On compte 82 espèces de baleines, cachalots et dauphins appartenant à deux grands groupes: les odontocètes (à dents) et les mysticètes (à fanons). D’après les cartes de distribution disponibles, on peut estimer que 25 espèces de cétacés sont probablement présentes en Polynésie à un moment de l’année ou à un autre. Seize ont été recensées avec certitude (et même 17, si on ajoute le petit rorqual), elles appartiennent à quatre familles :
- Les balénoptéridés (le mégaptère)
- Les delphinidés (dauphins, orques, globicéphales, 11 espèces recensées)
- Les physetéridés ou cachalots (2 espèces recensées)
- Les ziphiidés ou baleines à becs (2 espèces recensées)
Le peuplement établi au cours de prospections en bateaux menées de 1996 à 2004, montre que seules 6 espèces sont réellement fréquentes : le dauphin à long bec, le dauphin à bec étroit, le dauphin tacheté, le dauphin d’Electre, le grand dauphin, et bien sûr le mégaptère. Mais cette statistique globale est en réalité trompeuse, car les cinq archipels de Polynésie Française offrent des « niches » bien particulières où peuvent s’exprimer des peuplements de cétacés différents : îles hautes (Australes, Société) avec ou sans récif barrière, émergeant d’un océan oligotrophe ou mésotrophe (Marquises), atolls des Tuamotu, les Gambier.
Au nord, aux Marquises, on n’est pas loin de la bande équatoriale, productive, et les eaux de surface prennent souvent la couleur verte indicatrice d’une « biomasse » importante (concentration élevée de plancton végétal). Au sud, on aborde les eaux subtropicales oligotrophes, plus fraîches de 5°C aux Australes. A l’est, aux Tuamotu, le grand tourbillon anticyclonique garantit des eaux d’une limpidité sans pareille, appauvries en plancton, mais riches de milliers de kilomètres de barrière corallienne.

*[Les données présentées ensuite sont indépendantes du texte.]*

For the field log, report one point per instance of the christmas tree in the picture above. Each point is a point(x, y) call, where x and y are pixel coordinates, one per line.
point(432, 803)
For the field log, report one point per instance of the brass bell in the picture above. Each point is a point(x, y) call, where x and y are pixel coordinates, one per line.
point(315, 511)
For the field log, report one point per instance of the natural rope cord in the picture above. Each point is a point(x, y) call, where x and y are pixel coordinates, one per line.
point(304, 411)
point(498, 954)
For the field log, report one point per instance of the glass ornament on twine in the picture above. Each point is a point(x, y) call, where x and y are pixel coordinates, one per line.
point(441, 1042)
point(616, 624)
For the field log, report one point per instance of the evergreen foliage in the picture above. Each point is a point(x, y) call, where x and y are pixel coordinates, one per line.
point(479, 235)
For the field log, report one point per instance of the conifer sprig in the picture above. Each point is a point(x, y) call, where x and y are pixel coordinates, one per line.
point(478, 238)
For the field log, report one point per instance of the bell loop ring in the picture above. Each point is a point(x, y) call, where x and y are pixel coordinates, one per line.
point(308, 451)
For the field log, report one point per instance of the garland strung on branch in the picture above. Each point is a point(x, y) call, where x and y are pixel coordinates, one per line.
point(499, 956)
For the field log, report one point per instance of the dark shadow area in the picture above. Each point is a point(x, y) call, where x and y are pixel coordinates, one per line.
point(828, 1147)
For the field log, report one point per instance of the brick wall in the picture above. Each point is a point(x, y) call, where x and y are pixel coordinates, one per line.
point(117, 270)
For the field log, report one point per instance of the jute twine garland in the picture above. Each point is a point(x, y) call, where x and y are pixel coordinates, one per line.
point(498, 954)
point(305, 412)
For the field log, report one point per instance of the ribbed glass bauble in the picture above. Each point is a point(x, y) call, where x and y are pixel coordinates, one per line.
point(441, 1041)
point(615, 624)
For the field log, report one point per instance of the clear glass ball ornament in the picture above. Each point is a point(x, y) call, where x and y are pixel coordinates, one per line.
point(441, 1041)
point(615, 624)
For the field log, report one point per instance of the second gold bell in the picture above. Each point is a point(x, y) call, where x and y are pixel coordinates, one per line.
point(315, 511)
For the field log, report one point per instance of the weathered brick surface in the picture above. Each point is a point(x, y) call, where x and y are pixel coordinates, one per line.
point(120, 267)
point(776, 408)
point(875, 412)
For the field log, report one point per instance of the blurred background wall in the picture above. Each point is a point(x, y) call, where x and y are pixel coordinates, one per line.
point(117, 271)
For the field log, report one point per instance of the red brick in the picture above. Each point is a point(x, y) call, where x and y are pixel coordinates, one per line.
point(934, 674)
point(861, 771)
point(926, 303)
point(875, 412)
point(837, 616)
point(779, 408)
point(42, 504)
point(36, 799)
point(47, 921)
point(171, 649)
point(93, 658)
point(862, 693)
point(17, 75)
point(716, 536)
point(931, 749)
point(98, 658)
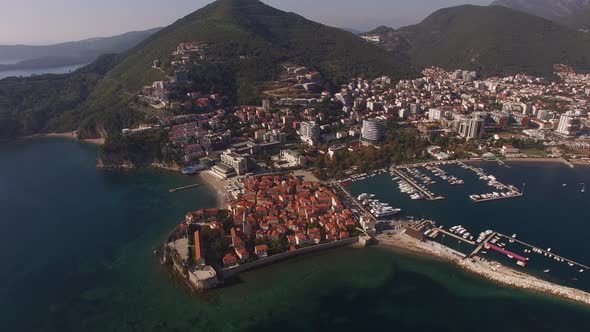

Mais la topographie des îles a aussi son importance sur la richesse locale de l’océan. Si toutes les îles polynésiennes ont pour point commun un socle volcanique qui s’élève depuis le plancher océanique jusqu’à la surface avec une pente de 10-20 degrés, d’autres facteurs contribuent à un phénomène d’ « oasis marin » plus ou moins accentué autour de chacune d’entre elles: la forme des îles, du récif barrière, l’étendue du lagon, les passes… Et cet effet d’oasis semble être d’autant plus important que les îles sont nombreuses et rapprochées, il est donc minimal aux Australes et peut-être très fort aux Tuamotu. Des prospections intensives dans quatre archipels (Société, Marquises, Australes, Tuamotu) permettent d’esquisser la mosaïque des peuplements de cétacés en Polynésie.
Les archipels
Ce chapelet d’îles au milieu du Pacifique se conjugue avec l’océan pour engendrer le contraire de l’uniformité, une mosaïque où chaque île forme une pièce unique. Les découvertes récentes justifient amplement la création du Sanctuaire pour les mammifères marins de Polynésie Française. Mais ce vaste domaine peuplé de cétacés très divers reste encore peu exploré. De nombreux travaux seront nécessaires pour éclairer l’écologie locale d’espèces qui sont parfois elles-mêmes peu connues.
Archipel de la Société : le peuplement le plus complet
Avec plus de 10 000 kilomètres parcourus, nous avons un résultat assez précis à Tahiti et aux Iles-sous-le-Vent. L’archipel de la Société est le seul où 4 familles de cétacés soient recensées (balénoptères, baleines à bec, cachalots et dauphins). Bien entendu, cet archipel abrite les mégaptères en saison froide (sujet déjà abordé dans ces colonnes). Des espèces comme le dauphin à bec étroit, le dauphin à long bec ou le mésoplodon de Blainville sont remarquablement représentées. On relève une abondance relative d’environ 1,5 groupe de dauphins pour 100 kilomètres parcourus en prospection. La diversité est assez élevée avec 8 espèces de dauphins et il y a généralement une grande concentration des cétacés près des îles (sauf pour le cachalot). L’ « effet d’oasis » est donc fort autour de ces îles.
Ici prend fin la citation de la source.